Bu konuşmanın sonucunda, seçimlerden sonra Türkiye için gelecekte sadece bir yol olduğunu belirtmek isterim, gerçek Türk yolu olan ve Türkiye’nin büyüklüğüne dönüşe işaret eden Avrasya yolu. Bu sadece Rusya ile bir ittifak anlamına gelmez. Avrasyacılık, kısmen Avrupalı fakat kısmen de geleneksel, muhafazakâr, dindar ve Asyalı olan Türk milletinin kimliğidir. Bizim açımızdan da durum tamamen aynıdır, çok ortak noktamız var.

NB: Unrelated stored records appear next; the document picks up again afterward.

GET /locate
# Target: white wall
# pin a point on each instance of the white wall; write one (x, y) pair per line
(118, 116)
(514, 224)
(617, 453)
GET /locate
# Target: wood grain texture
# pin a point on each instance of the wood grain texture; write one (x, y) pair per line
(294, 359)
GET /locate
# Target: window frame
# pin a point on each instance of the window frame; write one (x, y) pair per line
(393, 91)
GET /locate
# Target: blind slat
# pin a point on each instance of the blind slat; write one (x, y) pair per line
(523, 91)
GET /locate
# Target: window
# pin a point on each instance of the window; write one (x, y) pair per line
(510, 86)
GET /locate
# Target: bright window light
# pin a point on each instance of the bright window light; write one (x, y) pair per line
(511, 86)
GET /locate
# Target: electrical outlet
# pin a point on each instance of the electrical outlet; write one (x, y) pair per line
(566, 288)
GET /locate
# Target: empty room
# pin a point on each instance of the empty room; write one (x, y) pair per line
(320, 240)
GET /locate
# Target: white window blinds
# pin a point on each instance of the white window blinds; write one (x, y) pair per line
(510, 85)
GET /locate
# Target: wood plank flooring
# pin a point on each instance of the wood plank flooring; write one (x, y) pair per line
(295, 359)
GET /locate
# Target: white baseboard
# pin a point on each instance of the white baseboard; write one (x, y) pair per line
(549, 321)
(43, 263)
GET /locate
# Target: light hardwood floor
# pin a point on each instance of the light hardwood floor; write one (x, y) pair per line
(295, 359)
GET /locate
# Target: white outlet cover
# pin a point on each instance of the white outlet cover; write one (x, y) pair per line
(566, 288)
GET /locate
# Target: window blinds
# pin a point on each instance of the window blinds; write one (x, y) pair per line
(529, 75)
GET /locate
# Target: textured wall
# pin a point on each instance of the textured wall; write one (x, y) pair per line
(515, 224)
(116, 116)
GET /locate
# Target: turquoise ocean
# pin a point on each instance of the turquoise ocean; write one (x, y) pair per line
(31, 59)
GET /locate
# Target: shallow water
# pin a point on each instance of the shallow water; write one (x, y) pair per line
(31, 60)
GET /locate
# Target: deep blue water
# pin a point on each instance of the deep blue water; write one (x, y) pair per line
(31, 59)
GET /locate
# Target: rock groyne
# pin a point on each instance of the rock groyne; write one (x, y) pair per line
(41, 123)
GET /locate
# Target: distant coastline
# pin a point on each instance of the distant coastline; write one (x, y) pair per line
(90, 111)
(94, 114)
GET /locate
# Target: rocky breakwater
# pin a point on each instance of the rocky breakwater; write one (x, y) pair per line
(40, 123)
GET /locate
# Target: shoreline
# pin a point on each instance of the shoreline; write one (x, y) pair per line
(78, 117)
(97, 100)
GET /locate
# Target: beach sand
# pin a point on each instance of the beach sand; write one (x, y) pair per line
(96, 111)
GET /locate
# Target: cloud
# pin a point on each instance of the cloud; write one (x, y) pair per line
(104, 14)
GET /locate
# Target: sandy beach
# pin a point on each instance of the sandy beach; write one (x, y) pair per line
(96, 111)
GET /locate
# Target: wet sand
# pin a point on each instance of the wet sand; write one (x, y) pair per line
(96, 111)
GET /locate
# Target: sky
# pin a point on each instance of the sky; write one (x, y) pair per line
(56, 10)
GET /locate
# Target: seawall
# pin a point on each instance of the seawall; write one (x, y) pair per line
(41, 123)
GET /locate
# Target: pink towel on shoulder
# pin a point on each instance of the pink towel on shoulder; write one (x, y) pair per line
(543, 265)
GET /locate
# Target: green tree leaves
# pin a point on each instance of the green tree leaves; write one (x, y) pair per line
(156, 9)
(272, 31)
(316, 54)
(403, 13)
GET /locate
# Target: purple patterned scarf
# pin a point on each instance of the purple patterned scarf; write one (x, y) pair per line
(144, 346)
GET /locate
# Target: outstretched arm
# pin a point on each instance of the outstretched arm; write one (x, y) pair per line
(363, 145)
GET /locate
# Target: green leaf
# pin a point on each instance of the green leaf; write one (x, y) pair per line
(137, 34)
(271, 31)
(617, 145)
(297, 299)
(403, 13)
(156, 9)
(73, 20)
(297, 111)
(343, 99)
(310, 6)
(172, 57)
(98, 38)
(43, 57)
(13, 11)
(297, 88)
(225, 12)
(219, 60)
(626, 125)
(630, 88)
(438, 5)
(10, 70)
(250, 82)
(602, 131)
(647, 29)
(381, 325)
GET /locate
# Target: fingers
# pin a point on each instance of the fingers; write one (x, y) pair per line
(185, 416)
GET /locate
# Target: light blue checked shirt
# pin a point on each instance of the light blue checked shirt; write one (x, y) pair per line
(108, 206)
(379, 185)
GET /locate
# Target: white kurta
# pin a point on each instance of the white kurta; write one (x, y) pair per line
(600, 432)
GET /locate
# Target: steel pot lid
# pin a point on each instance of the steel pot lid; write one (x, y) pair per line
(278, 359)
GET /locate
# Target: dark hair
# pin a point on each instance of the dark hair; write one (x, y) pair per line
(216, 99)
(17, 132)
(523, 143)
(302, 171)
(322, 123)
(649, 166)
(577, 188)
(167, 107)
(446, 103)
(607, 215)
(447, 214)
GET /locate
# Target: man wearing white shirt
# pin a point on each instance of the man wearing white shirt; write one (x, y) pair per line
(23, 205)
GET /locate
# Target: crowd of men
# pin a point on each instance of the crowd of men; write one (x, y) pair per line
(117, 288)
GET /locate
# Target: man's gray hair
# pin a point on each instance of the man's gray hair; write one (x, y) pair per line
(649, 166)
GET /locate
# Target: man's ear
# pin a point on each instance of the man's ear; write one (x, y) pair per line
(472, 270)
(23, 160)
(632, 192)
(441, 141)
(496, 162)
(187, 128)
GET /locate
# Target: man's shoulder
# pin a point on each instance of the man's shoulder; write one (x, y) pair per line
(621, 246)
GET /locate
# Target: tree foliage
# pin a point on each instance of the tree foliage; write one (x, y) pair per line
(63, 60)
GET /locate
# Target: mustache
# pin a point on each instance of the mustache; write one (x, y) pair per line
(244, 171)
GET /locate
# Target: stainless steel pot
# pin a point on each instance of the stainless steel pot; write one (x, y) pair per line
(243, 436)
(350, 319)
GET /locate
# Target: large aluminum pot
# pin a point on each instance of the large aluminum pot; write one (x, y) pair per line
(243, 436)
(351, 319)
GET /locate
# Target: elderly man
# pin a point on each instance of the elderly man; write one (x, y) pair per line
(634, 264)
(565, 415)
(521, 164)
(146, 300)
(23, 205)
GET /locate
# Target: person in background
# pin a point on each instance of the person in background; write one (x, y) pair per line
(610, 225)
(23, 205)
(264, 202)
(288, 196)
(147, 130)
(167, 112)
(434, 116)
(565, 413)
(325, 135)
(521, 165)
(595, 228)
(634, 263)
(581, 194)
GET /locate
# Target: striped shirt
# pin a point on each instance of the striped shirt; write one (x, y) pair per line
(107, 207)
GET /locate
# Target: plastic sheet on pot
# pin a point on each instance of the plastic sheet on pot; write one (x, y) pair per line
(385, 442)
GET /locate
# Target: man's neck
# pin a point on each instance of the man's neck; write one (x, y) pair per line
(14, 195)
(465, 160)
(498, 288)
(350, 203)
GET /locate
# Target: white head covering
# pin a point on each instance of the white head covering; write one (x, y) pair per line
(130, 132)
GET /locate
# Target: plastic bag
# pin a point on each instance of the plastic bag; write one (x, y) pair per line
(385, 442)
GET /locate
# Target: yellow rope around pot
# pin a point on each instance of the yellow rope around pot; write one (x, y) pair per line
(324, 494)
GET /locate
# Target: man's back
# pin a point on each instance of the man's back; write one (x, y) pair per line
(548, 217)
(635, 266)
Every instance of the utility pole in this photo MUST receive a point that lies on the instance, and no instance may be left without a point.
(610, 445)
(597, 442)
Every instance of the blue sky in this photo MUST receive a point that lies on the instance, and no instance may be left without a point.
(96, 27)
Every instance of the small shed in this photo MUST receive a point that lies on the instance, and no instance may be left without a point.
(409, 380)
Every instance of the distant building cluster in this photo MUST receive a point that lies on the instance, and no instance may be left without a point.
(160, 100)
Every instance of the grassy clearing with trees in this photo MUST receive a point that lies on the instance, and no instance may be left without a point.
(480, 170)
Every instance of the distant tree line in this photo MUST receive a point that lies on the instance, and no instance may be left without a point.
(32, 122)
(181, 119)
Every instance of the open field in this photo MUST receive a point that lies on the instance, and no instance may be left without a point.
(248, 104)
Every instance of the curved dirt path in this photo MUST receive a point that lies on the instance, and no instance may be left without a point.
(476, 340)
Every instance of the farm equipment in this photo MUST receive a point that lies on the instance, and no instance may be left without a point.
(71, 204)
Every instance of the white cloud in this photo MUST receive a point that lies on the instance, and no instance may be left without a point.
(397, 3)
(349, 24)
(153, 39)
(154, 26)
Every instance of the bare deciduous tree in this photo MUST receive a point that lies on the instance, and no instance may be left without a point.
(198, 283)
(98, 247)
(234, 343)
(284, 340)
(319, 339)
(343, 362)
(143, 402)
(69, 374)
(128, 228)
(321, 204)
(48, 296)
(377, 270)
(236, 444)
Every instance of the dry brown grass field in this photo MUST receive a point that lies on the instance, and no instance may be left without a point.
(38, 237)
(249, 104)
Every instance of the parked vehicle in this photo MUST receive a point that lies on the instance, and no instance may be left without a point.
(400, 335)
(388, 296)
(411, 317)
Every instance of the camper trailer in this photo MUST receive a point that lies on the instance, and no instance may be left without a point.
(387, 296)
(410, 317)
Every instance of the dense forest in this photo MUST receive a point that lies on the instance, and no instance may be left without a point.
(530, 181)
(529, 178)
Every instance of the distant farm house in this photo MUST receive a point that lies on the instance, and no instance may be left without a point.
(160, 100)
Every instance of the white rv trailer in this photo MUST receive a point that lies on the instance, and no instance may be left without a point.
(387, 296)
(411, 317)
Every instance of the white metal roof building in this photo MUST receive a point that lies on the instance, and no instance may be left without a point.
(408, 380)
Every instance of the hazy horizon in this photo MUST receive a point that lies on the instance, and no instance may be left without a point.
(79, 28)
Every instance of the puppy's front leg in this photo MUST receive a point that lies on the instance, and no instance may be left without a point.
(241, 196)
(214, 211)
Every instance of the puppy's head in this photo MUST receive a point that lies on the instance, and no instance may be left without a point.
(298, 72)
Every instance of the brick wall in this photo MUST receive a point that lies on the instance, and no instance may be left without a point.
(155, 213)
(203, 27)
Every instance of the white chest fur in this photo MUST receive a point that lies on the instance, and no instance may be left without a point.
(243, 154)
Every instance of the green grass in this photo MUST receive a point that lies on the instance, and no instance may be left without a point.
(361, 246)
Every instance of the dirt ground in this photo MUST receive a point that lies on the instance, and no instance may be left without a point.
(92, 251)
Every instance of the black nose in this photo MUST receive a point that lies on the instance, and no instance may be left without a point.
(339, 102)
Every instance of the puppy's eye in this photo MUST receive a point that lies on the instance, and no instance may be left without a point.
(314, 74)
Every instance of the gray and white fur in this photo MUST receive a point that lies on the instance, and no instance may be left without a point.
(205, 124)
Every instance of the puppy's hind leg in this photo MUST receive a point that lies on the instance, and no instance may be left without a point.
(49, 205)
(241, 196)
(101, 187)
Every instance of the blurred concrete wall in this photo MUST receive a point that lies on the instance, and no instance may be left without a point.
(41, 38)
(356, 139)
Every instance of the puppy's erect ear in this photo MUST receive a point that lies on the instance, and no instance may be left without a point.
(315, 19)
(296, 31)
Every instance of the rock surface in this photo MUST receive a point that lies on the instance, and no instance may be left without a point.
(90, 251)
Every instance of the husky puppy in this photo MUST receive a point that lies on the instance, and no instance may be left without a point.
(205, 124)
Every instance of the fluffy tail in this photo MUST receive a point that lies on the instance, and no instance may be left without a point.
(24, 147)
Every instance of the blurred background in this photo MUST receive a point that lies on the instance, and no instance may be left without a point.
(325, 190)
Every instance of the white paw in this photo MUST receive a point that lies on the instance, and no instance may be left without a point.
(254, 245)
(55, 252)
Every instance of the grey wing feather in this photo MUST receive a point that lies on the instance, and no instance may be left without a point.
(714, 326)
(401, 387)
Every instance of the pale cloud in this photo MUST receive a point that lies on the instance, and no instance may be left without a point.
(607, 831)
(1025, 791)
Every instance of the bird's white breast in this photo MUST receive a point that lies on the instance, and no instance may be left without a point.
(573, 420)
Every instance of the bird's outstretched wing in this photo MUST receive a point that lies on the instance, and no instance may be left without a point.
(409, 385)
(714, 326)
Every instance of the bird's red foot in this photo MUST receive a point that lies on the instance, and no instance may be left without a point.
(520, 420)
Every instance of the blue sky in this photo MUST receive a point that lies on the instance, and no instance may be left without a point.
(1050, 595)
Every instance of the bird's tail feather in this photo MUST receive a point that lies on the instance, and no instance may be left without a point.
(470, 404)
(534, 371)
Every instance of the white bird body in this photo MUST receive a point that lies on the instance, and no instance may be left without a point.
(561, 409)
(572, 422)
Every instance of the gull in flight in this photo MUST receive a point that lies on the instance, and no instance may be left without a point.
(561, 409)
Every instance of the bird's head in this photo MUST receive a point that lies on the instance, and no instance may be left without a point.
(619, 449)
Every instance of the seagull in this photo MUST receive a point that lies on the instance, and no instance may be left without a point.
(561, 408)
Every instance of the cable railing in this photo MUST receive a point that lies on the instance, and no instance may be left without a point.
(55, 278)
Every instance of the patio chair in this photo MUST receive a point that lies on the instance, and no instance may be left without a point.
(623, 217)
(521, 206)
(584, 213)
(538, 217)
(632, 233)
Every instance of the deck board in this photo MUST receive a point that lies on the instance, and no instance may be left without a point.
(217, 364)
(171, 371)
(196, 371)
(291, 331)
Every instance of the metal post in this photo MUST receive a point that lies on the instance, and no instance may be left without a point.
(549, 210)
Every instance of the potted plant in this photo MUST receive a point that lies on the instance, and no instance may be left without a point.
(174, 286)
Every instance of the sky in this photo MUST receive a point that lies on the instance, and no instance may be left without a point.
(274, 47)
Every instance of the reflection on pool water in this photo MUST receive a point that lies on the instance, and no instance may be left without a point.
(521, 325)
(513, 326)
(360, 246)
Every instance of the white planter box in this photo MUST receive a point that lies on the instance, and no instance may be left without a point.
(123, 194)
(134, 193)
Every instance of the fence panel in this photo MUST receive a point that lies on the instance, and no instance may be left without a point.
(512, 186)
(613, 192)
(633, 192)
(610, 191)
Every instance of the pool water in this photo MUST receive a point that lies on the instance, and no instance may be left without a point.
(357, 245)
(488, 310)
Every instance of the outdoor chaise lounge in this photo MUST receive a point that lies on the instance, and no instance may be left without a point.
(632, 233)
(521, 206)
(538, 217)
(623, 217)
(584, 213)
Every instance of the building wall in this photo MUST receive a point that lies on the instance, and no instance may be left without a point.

Fransız küreselci filozof Bernard-Henri Levy’in Amsterdam’da yakın zamanda (2017 Nexus Enstitüsü Konferansı sırasında) işaret ettiği üzere, bugün üç geleneksel imparatorluğun tekrar ortaya çıkışını görüyoruz; Rus, Pers ve Türk (Osmanlı). Bernard-Henri Levy Rusya’yı bunun gerçekleşmesine izin vermekle suçladı çünkü bu durum küreselciler için hakimiyetlerinin bitişi anlamına gelmektedir. Geçmişten dersler çıkarmalıyız. Üç imparatorluğumuz birbirleriyle savaştı fakat kazanan kimdi? Batı. Bu yüzden Türk- Rus savaşı bir daha asla yaşanmamalı. İyi savaşçılarız, bunu kanıtladık, fakat şimdi iyi stratejistler olmaya ihtiyacımız var. Kazanmak için bir strateji geliştirmenin zamanı geldi, dolayısıyla yumuşak güce, entelektüel güce daha fazla odaklanmalıyız.

Stratejik eğilimli, Avrasyacı bir Rus-Türk jeopolitik ittifakı Türkiye’nin geleceğidir ve Erdoğan’ın kazandığı muhteşem politik zaferin de ideolojik teyididir. Siyasi mücadelede zaferini kanıtladı. Kanaatimce, şimdi ideolojik mücadeleye göğüs germesi gerekiyor. Sayın Erdoğan Türk halkına, ebedi köklerine ve güzel insanlarınızın yüceliğinin yeniden sağlanmasına dayanan yeni bir ideolojik yol önermelidir. Erdoğan, gerçek Türk lideri olduğunu kanıtladı ve kendi gölgesini –FETÖ Paralel Devleti’ni– ölümcül savaşta yenilgiye uğrattı. Fakat artık mücadele farklı. Bugünü kazandı ve şimdi geleceği kazanmak zorunda. Buna karşılık, etrafı iyi dostlar ve danışmanlarla çevrili olsa bile, geleceği kazanmak tek bir adam için imkânsız. Dolayısıyla bu geleceği yaratmak için Rusya ve diğer Avrasyacı ülkelerin yardımına ihtiyacınız var. Her şeyi tek başınıza yapmanız imkânsızdır. Bizim yardımımıza ve kolektif Avrasyacı entelektüel gayrete ihtiyacınız var.

Hepimizi bekleyen mücadele budur. Bu geleceği oluşturmak ve insanlarınıza ve hepimize önermek, hepimiz için bir meydan okumadır, en başta da Türkiye’nin entelektüel elitleri olarak sizin için.


[1] Alexandr Dugin’in 16 Temmuz 2018 tarihinde İstanbul Üniversitesinde düzenlenen 3. Uluslararası Darbe ile Mücadele ve 15 Temmuz Sempozyumunda sunduğu bildirisidir.